Watching the growing interest in Android among developers at the Spring 2011 Embedded Systems Conference this week, I feel as if I have gone through this experience before. As baseball legend Yogi Berra put it: “It’s déjà vu all over again.” But not quite.My impressions have to do with the way mobile phones and smartphones have evolved and the involvement of embedded systems design technology at various stages through their short history. In many ways, what is happening has direct parallels to what occurred in the early days of the personal computer market. But there are also tantalizing differences, the significance of which I have yet to determine. First let’s look at the past, in which the PC market went through three stages. In Stage 1, in the late 1970s diverse personal computing systems were built using
diverse OSes, processors, buses, software, tools and hardware borrowed from existing embedded systems, which were based on the industry’s first microprocessors - Intel’s 8080/8086/8048 families, Motorola’s 6800/68000 devices, and about half a dozen or so smaller competitors.
Before a standard PC platform existed, the majority of these processors were embedded in industrial, automotive, and consumer white goods to replace bulky mechanical and electromechanical intelligence.
There was a variety of personalized computer systems, but no common architecture. They were built from pre-existing bits and pieces borrowed from hardware and software for the embedded markets. My first home computer used an 8 bit Z80 CPU and 64k bits of DRAM. Everything was connected via an 8-bit wide S-100 bus, which borrowed heavily from the backplane buses used in industrial apps. I think the display was a converted TV monitor.
Similarly, the software was just as eclectic and borrowed. The operating system I used was called CP/M (Control Program/Monitor) and was designed originally to work with the Intel 8080 Development Systems. The word processor was a primitive in-memory text editor like the ones programmers used for coding.
Then in the early 80s the IBM PC became the de facto standard, marking the beginning of Stage 2, where the experience software and hardware engineers gained in embedded designs was applied to the exploding PC market.On the heels of Stage 2 came Stage 3, where embedded developers looked at this standard platform and started using it in their traditional embedded designs, albeit with some modification to meet the specific requirements of the various
industrial, automotive, mil/aero, and consumer apps.
In the evolution of the mobile and smartphone market, Stage 1 was the point not too long ago where dozens of companies used diverse embedded processors, real time operating systems, and embedded software tools to build their mobile phones. Embedded developers, familiar with the borrowed building blocks, were in great demand.
Now we are in Stage 2. There are fewer processors – maybe three or four – and about as many software platforms developed specifically for mobile/smartphone devices. They are all competing to become the de facto standard, with Google’s Linux-derived Android platform grabbing the attention of most embedded developers.

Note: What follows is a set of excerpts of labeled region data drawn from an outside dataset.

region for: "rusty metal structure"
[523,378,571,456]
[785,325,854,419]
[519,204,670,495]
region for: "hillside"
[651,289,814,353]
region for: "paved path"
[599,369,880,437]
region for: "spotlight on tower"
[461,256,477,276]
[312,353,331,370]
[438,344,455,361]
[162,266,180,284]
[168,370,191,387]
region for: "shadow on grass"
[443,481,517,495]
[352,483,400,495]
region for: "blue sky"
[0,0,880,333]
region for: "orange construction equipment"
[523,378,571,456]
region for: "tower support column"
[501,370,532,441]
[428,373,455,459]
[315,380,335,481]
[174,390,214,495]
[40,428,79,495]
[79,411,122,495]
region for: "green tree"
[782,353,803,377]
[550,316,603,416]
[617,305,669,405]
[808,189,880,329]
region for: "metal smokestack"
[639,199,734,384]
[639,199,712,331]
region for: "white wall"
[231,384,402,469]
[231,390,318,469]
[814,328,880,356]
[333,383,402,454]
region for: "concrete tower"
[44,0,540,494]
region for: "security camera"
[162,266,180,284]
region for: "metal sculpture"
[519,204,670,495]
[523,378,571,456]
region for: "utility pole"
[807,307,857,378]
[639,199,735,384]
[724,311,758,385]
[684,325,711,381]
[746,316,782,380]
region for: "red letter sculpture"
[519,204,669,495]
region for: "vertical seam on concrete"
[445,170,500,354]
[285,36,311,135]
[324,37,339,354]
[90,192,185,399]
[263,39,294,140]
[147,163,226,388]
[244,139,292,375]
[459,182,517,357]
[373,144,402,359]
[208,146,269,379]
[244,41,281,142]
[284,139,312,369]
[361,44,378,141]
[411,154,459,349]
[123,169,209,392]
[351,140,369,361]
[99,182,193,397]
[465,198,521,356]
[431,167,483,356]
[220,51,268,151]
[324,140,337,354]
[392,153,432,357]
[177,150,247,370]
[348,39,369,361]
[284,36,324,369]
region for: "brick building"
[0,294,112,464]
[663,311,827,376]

Embedded developers are still in demand, not so much because of their past experience with the building blocks, but mostly due to their expertise in resource-constrained environments, a characteristic mobiles and smartphone share with more traditional embedded designs.At ESC this week, I see developers moving to Stage 3: using the new mobile/smartphone specific building blocks not only to develop apps for
smartphones, but also adapt them for traditional real time and deterministic embedded systems.
This time around, however, while there are many similarities, there are also big differences, all of which will add a unique twist to the evolution of such platforms, particularly in embedded applications.
One thing that is definitely the same is the Apple factor. In the desktop computer market, the competitor to the IBM PC was – and still is - Apple and its Macintosh. In mobile smartphones and consumer embedded devices, Apple is also there with its iPod, iPhone and iPads and its own processor and operating system. Similar to the Mac, Apple’s “iPlatform” is a closed proprietary system. And unless Apple changes its ways, developers are not likely to bother to adapt it to traditional embedded applications.
But unlike the PC market, where Microsoft’s Windows platforms and Intel’s various x86 CPUs operated in lock-step, things are much different now. In addition to Android, Microsoft also has its various Windows Embedded and Windows Mobile platforms. Indeed, at ESC there is an Windows Embedded OS class track.
On the hardware side, Intel is in both mobiles and embedded apps with its new x86-based Atom CPUs, competing with the ARM and MIPS CPUs. Numerous RTOSes run on the architecture and, through its acquisition of Wind River Systems as a wholly owned subsidiary, Intel is a major provider to the embedded market of not only its own proprietary RTOS, but several versions of Linux.
As things continue to evolve, it will be interesting to see how much the current mobile/embedded market will match the evolution of the PC/embedded market, and how much it will differ.